Regardless of what the scoreboard says, if you want to feel like a true winner then make a conscious effort to develop strong relationships with each and every one of your players. Here are a few suggestions to help you do just that:

Be Respectful of Every Player

At first you may not love every one of your players and you might not even like some of them but it is imperative that you treat every player with respect from the very first minute you meet him. So many of these young players are talked down to by every adult they know and so if you treat them like an equal they will appreciate you forever. Of course when you are on the court you should be in complete control but off the court it can be a different story. Ask them about their classes, their friends, the music they listen to, and about other things that are important to them. Really listen to their answers and don't be judgmental, no matter how much their answers and opinions differ from your own.

Stay Poised and in Control of your Emotions

Let's face it - your players are occasionally going to make mistakes and bad decisions. It's a given and it's going to happen. How you react to those mistakes can very well set the tone for your entire relationship so make sure you react appropriately. Remember, if you want to get rid of a fly you use a flyswatter not a bazooka.

When a player comes to you to explain a mistake he has made or a situation he has gotten himself in to your first reaction should not and cannot be to yell and scream and cuss at him. Help him solve the problem first - there will be plenty of time to be mad later!

Inspire Instead of Motivate

External motivation is always temporary and so the only lasting motivation must come from within. Instead, inspire your players by helping them see the big picture and by creating a standard of excellence for them to live up to and to use to measure their performance. Help them want to be better players, better students, and better people.
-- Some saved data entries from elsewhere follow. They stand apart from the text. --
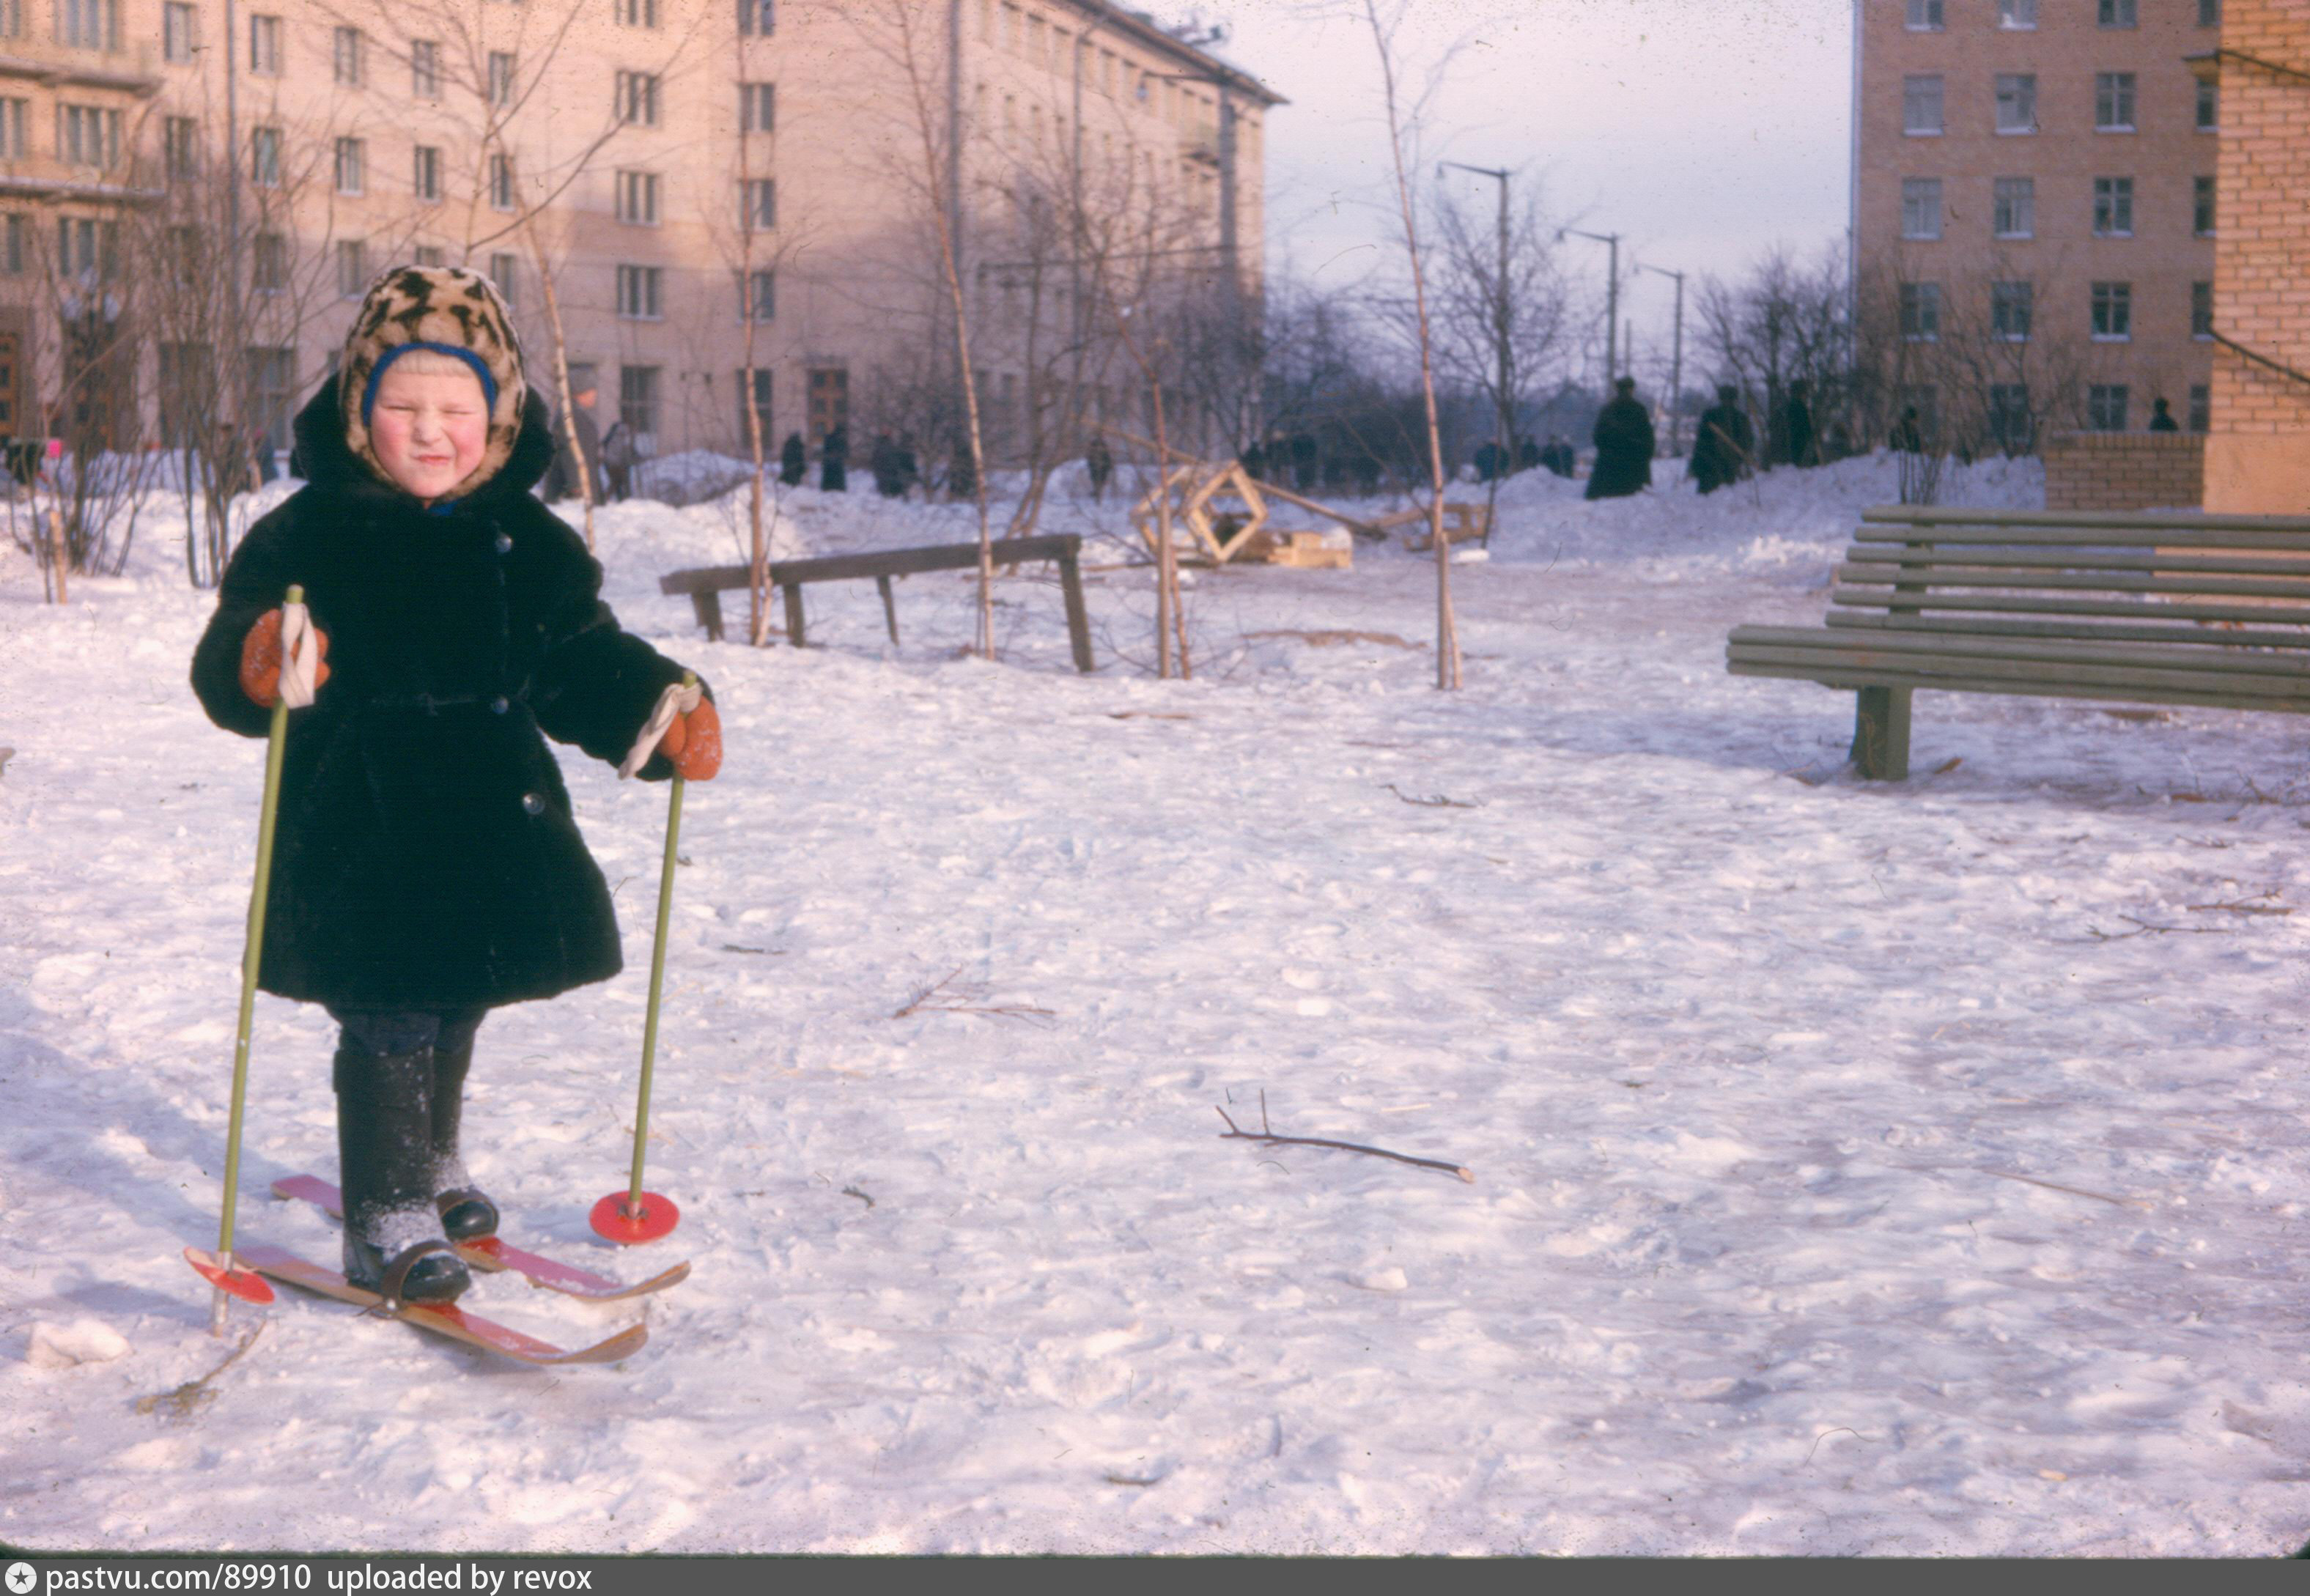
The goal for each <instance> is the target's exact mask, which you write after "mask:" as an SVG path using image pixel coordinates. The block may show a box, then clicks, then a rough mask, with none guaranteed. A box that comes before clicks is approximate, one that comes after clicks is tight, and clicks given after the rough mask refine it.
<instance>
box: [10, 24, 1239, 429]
mask: <svg viewBox="0 0 2310 1596" xmlns="http://www.w3.org/2000/svg"><path fill="white" fill-rule="evenodd" d="M956 51H959V53H956ZM1273 104H1277V102H1275V97H1273V95H1268V92H1266V90H1261V88H1259V83H1257V81H1252V79H1250V76H1245V74H1240V72H1236V69H1234V67H1227V65H1224V62H1220V60H1217V58H1213V55H1210V53H1206V51H1201V49H1194V46H1187V44H1183V42H1178V39H1173V37H1169V35H1164V32H1160V30H1157V28H1153V25H1148V23H1146V21H1139V18H1137V16H1132V14H1127V12H1123V9H1116V7H1109V5H1104V2H1102V0H1035V2H1019V0H887V2H885V0H852V2H843V0H584V5H573V2H568V0H254V5H252V2H249V0H233V2H231V5H226V2H224V0H189V2H182V0H0V206H5V210H7V217H9V219H7V236H5V240H0V243H5V249H7V254H5V256H0V266H5V268H7V273H9V277H7V279H5V282H0V367H5V370H0V407H5V413H0V432H39V430H46V427H51V425H62V423H60V413H62V409H72V407H79V409H81V411H85V409H88V407H90V404H95V407H104V404H120V407H122V409H125V411H134V420H129V418H127V416H122V418H120V420H118V430H120V432H122V434H134V432H139V430H141V434H143V437H150V434H152V427H155V425H164V423H166V413H164V411H166V407H169V395H171V393H173V390H176V388H173V383H180V381H182V374H185V370H189V365H192V363H196V360H199V358H213V351H215V349H217V346H222V344H238V346H240V349H243V351H245V356H243V367H245V370H247V379H245V381H247V386H249V393H252V400H249V409H252V418H254V420H259V423H263V425H270V427H273V430H275V434H277V437H280V425H282V413H284V411H286V407H291V404H293V402H298V400H300V397H303V395H305V393H310V388H312V383H314V381H319V379H321V376H323V372H326V367H328V360H330V356H333V351H335V346H337V344H340V342H342V335H344V326H346V321H349V316H351V309H353V303H356V300H358V293H360V289H363V286H365V282H367V277H370V275H374V273H377V270H381V268H383V266H390V263H395V261H402V259H439V261H446V263H467V266H474V268H478V270H487V273H492V275H497V277H501V286H506V289H508V293H511V298H513V303H515V314H517V319H520V326H522V333H524V340H527V344H529V353H531V367H534V379H536V381H541V383H543V386H545V388H547V393H552V374H550V337H547V316H545V293H543V286H545V284H543V282H541V275H538V268H541V263H550V268H552V277H554V289H557V300H559V312H561V321H564V326H566V335H568V353H571V360H573V363H578V365H582V367H591V372H594V379H596V381H598V390H601V407H598V411H596V413H598V418H601V425H603V427H608V425H610V423H612V420H619V418H624V420H626V423H628V427H631V430H633V432H638V434H642V437H644V439H647V448H654V450H656V453H672V450H681V448H718V450H732V453H742V450H744V420H746V418H744V402H742V388H739V372H742V367H744V365H746V333H748V319H746V312H748V307H753V309H755V312H758V319H755V321H753V335H755V351H753V365H755V367H760V370H765V372H769V376H767V409H765V427H767V432H769V446H772V448H776V441H778V439H781V437H785V432H790V430H802V432H806V434H811V437H813V439H815V437H822V434H825V432H827V430H829V427H832V425H839V423H848V425H850V430H852V432H862V430H869V427H875V425H906V418H908V413H910V411H906V407H903V404H901V397H903V395H906V393H910V390H915V388H919V386H922V383H926V381H938V379H940V374H947V372H952V356H947V353H945V349H947V346H949V337H952V312H949V309H947V300H945V279H942V270H940V254H938V243H936V240H938V229H936V219H938V210H940V208H949V210H959V215H956V217H954V219H956V222H959V226H956V233H959V245H961V266H963V282H966V291H968V300H966V303H968V307H970V316H973V323H975V326H973V333H975V358H973V365H975V367H979V372H982V374H984V386H986V390H989V393H986V404H989V411H991V413H989V430H991V432H996V443H998V446H1009V448H1016V441H1019V434H1021V430H1023V423H1026V418H1023V416H1021V407H1023V397H1021V395H1026V393H1037V390H1039V395H1042V411H1039V416H1042V418H1044V423H1049V420H1051V411H1053V404H1056V400H1053V390H1051V381H1049V379H1051V372H1053V370H1060V367H1065V372H1067V374H1070V376H1072V379H1081V381H1093V383H1097V381H1100V374H1104V379H1106V381H1104V386H1097V390H1095V393H1093V395H1090V397H1086V400H1083V404H1086V407H1088V404H1095V402H1100V400H1111V397H1113V390H1116V388H1118V386H1120V381H1118V379H1116V351H1113V337H1109V335H1104V333H1102V330H1100V328H1106V326H1111V323H1113V309H1116V300H1118V293H1120V291H1116V289H1111V291H1109V293H1106V296H1104V298H1100V293H1097V284H1100V282H1118V279H1120V268H1113V270H1109V273H1104V275H1102V273H1097V270H1093V266H1086V259H1083V254H1086V240H1093V238H1102V236H1106V233H1100V229H1097V224H1100V222H1104V219H1111V217H1116V215H1127V217H1137V219H1143V222H1146V226H1137V231H1132V233H1130V240H1132V245H1134V247H1137V249H1139V254H1141V256H1157V254H1160V256H1162V259H1164V261H1171V263H1173V266H1169V268H1164V270H1162V273H1160V275H1162V277H1164V279H1167V282H1169V284H1173V289H1176V286H1178V284H1190V282H1206V284H1208V282H1224V284H1227V293H1229V296H1238V298H1257V263H1259V259H1261V229H1264V206H1261V152H1264V127H1261V125H1264V115H1266V111H1268V109H1270V106H1273ZM924 132H929V152H926V146H924ZM956 136H959V141H961V146H963V164H961V182H947V180H945V176H942V173H940V180H929V178H931V164H942V162H945V150H947V143H949V139H956ZM1076 194H1081V196H1083V203H1081V212H1083V215H1086V217H1088V222H1090V224H1088V226H1083V229H1076V226H1072V219H1070V206H1072V201H1074V196H1076ZM956 201H959V206H956ZM1157 217H1164V219H1167V222H1164V224H1160V226H1157V222H1155V219H1157ZM196 233H210V236H215V238H217V240H231V247H215V245H210V247H206V249H201V247H199V245H196V243H194V236H196ZM178 236H182V240H185V243H182V247H180V243H178ZM164 254H166V261H171V263H173V266H171V270H173V268H182V266H185V259H189V256H192V254H199V266H196V268H187V270H199V273H238V282H243V284H245V286H247V296H245V307H247V314H243V316H238V326H231V328H222V326H217V328H213V330H199V333H180V335H178V342H176V344H171V337H169V330H166V326H164V323H169V316H166V314H162V300H166V298H169V291H166V282H169V275H166V273H164V270H162V256H164ZM1146 263H1148V261H1141V266H1146ZM1021 279H1023V289H1021ZM90 316H99V319H102V316H116V319H118V326H122V328H127V330H129V337H127V340H125V349H132V351H134V353H132V358H134V365H136V381H134V395H132V397H127V393H125V388H122V386H120V383H102V381H90V379H88V374H85V372H83V370H81V367H76V360H74V346H72V340H74V328H79V326H85V323H88V319H90ZM1086 337H1088V340H1090V342H1093V344H1097V349H1095V351H1093V353H1088V356H1079V353H1076V349H1079V346H1081V344H1083V342H1086ZM122 358H129V356H122ZM1030 363H1033V365H1035V370H1037V372H1042V376H1044V381H1042V383H1039V386H1037V381H1035V372H1030V370H1028V365H1030ZM83 365H85V363H83ZM76 372H79V374H76ZM1086 372H1088V374H1090V376H1086ZM1072 393H1074V390H1072V388H1070V395H1072ZM1005 402H1009V407H1012V409H1009V413H1005V411H1003V407H1005ZM266 411H270V413H266ZM81 420H85V413H83V416H81Z"/></svg>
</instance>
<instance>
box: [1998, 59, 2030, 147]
mask: <svg viewBox="0 0 2310 1596" xmlns="http://www.w3.org/2000/svg"><path fill="white" fill-rule="evenodd" d="M1998 132H2000V134H2033V132H2037V74H2033V72H2000V74H1998Z"/></svg>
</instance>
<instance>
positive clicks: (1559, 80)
mask: <svg viewBox="0 0 2310 1596" xmlns="http://www.w3.org/2000/svg"><path fill="white" fill-rule="evenodd" d="M1393 5H1400V0H1381V18H1386V16H1388V14H1391V7H1393ZM1185 9H1187V7H1185V5H1183V2H1178V0H1173V2H1171V5H1167V7H1164V12H1167V16H1173V18H1178V16H1183V14H1185ZM1201 16H1204V18H1206V21H1222V23H1224V25H1227V30H1229V39H1227V44H1224V46H1222V53H1224V55H1227V58H1229V60H1234V62H1236V65H1240V67H1245V69H1247V72H1252V74H1257V76H1259V79H1264V81H1266V83H1268V85H1270V88H1273V90H1275V92H1280V95H1284V99H1289V102H1291V104H1287V106H1277V109H1275V113H1273V115H1270V120H1268V171H1266V180H1268V261H1270V268H1275V270H1294V273H1298V275H1305V277H1314V279H1319V282H1335V279H1344V277H1358V275H1363V273H1365V270H1368V268H1370V266H1372V263H1374V261H1379V259H1381V256H1379V252H1384V249H1386V252H1391V254H1388V256H1386V259H1388V261H1391V263H1395V261H1400V259H1402V233H1400V229H1398V224H1395V217H1393V215H1386V212H1381V203H1393V189H1391V185H1393V176H1391V166H1388V146H1386V122H1384V118H1381V90H1379V83H1381V81H1379V62H1377V53H1374V49H1372V35H1370V28H1368V25H1363V21H1361V0H1305V2H1303V0H1204V5H1201ZM1351 18H1354V21H1351ZM1455 46H1458V49H1455ZM1398 51H1400V81H1407V83H1409V85H1411V88H1414V90H1418V88H1423V85H1428V83H1430V81H1432V79H1435V74H1437V72H1439V67H1441V74H1444V76H1441V90H1439V92H1432V97H1430V102H1428V136H1425V150H1423V155H1425V159H1423V164H1421V171H1418V178H1421V180H1423V182H1435V180H1437V171H1435V162H1437V159H1462V162H1469V164H1476V166H1495V169H1497V166H1506V169H1511V171H1513V173H1515V178H1513V180H1515V182H1518V187H1522V185H1538V187H1541V192H1543V196H1545V203H1548V208H1550V212H1552V215H1555V217H1557V219H1562V222H1573V224H1575V226H1585V229H1589V231H1594V233H1622V240H1624V243H1622V270H1624V273H1626V268H1629V261H1631V259H1635V261H1647V263H1659V266H1668V268H1682V270H1686V273H1696V275H1698V273H1719V275H1735V273H1739V270H1742V266H1744V263H1746V261H1751V259H1753V256H1756V254H1760V252H1763V249H1767V247H1772V245H1774V243H1790V245H1795V247H1799V249H1804V252H1813V249H1818V247H1820V245H1825V243H1832V240H1836V238H1841V236H1843V231H1846V194H1848V173H1850V111H1853V7H1850V0H1411V2H1409V7H1407V9H1404V23H1402V30H1400V32H1398ZM1446 58H1448V60H1446ZM1446 182H1453V185H1455V187H1460V192H1462V194H1465V199H1469V201H1471V203H1476V206H1483V208H1490V206H1492V203H1497V201H1495V187H1492V182H1490V180H1488V178H1474V176H1467V173H1451V176H1448V178H1446ZM1485 215H1488V210H1485ZM1566 252H1568V254H1566V256H1564V261H1566V266H1568V268H1573V270H1582V273H1587V275H1589V277H1592V282H1594V286H1596V289H1599V293H1601V286H1603V275H1605V268H1603V261H1605V247H1603V245H1594V243H1585V240H1578V238H1573V240H1566ZM1691 286H1693V284H1691V282H1689V284H1686V289H1689V291H1691ZM1672 293H1675V289H1672V284H1670V282H1668V279H1666V277H1654V275H1635V277H1633V279H1631V282H1624V286H1622V307H1624V309H1622V319H1624V321H1626V319H1633V321H1635V337H1638V346H1640V351H1642V353H1645V356H1649V353H1652V346H1654V337H1659V340H1661V344H1659V346H1661V349H1663V351H1666V340H1668V326H1670V303H1672ZM1647 363H1649V360H1647Z"/></svg>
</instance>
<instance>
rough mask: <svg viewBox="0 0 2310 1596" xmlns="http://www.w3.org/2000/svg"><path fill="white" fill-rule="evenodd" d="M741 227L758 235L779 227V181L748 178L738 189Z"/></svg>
mask: <svg viewBox="0 0 2310 1596" xmlns="http://www.w3.org/2000/svg"><path fill="white" fill-rule="evenodd" d="M737 210H739V217H737V219H739V226H744V229H746V231H748V233H758V231H765V229H772V226H778V180H776V178H746V180H744V182H739V187H737Z"/></svg>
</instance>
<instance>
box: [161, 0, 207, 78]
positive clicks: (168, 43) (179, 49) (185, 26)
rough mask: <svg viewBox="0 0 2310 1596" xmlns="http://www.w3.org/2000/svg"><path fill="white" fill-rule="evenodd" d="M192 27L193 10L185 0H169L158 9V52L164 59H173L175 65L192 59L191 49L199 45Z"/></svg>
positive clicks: (192, 20) (193, 12)
mask: <svg viewBox="0 0 2310 1596" xmlns="http://www.w3.org/2000/svg"><path fill="white" fill-rule="evenodd" d="M192 28H194V12H192V7H189V5H185V0H169V2H166V5H164V7H162V9H159V53H162V58H164V60H173V62H176V65H185V62H189V60H192V51H194V49H196V46H199V39H196V37H194V32H192Z"/></svg>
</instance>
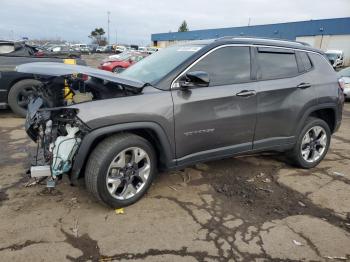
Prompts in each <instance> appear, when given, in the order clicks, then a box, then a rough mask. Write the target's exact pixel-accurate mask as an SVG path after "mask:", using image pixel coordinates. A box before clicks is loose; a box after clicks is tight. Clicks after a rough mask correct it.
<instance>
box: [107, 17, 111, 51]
mask: <svg viewBox="0 0 350 262" xmlns="http://www.w3.org/2000/svg"><path fill="white" fill-rule="evenodd" d="M110 14H111V12H109V11H107V37H108V38H107V41H108V44H109V22H110V20H109V15H110Z"/></svg>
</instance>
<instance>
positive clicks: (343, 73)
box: [338, 67, 350, 100]
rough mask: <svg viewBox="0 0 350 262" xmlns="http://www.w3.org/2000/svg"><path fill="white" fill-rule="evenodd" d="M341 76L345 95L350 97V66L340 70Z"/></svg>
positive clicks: (345, 97)
mask: <svg viewBox="0 0 350 262" xmlns="http://www.w3.org/2000/svg"><path fill="white" fill-rule="evenodd" d="M338 75H339V77H341V78H342V80H343V81H344V96H345V98H346V99H347V100H349V99H350V67H347V68H344V69H342V70H340V71H339V72H338Z"/></svg>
Consistently Walk the Walk

The life of a young athlete is full of ups and downs and changes and contradictions. Even their best friends are fickle and borderline bipolar. You must be a rock; the anchor that they can always count on when everything else around them seems to be different every day. If you want your players to work hard then you work hard. If you want them to be friendly and personable then you be friendly and personable. If you want them to take school seriously then you take your job seriously (especially if you work at the school). In other words, you be what you want your players to become!

Treat Your Players like Family

Let everyone on the team know that you care about them as people and not just as basketball players. Take them to watch college or professional games. Go bowling. Play whiffle ball. Invite two players over to your house for dinner every Sunday and let them get to know you and your family while you get to know them. Of course, once in a while families disagree with each other and at other times some discipline is necessary but at the end of the day everyone still loves each other and has each other's backs.

Remember It's all about the Players

This might be the most important part of establishing strong and lasting relationships with your players. The players are not there for you - you are there for your players. You are to coach them, teach them, mentor them, guide them, and strive to give them the best experience possible. Years from now they're not going to remember many specifics but they will remember you and they will remember if their experience was a good one or not. As long as you remember that it's not about you but about the players everything will work out fine and you will be a successful coach.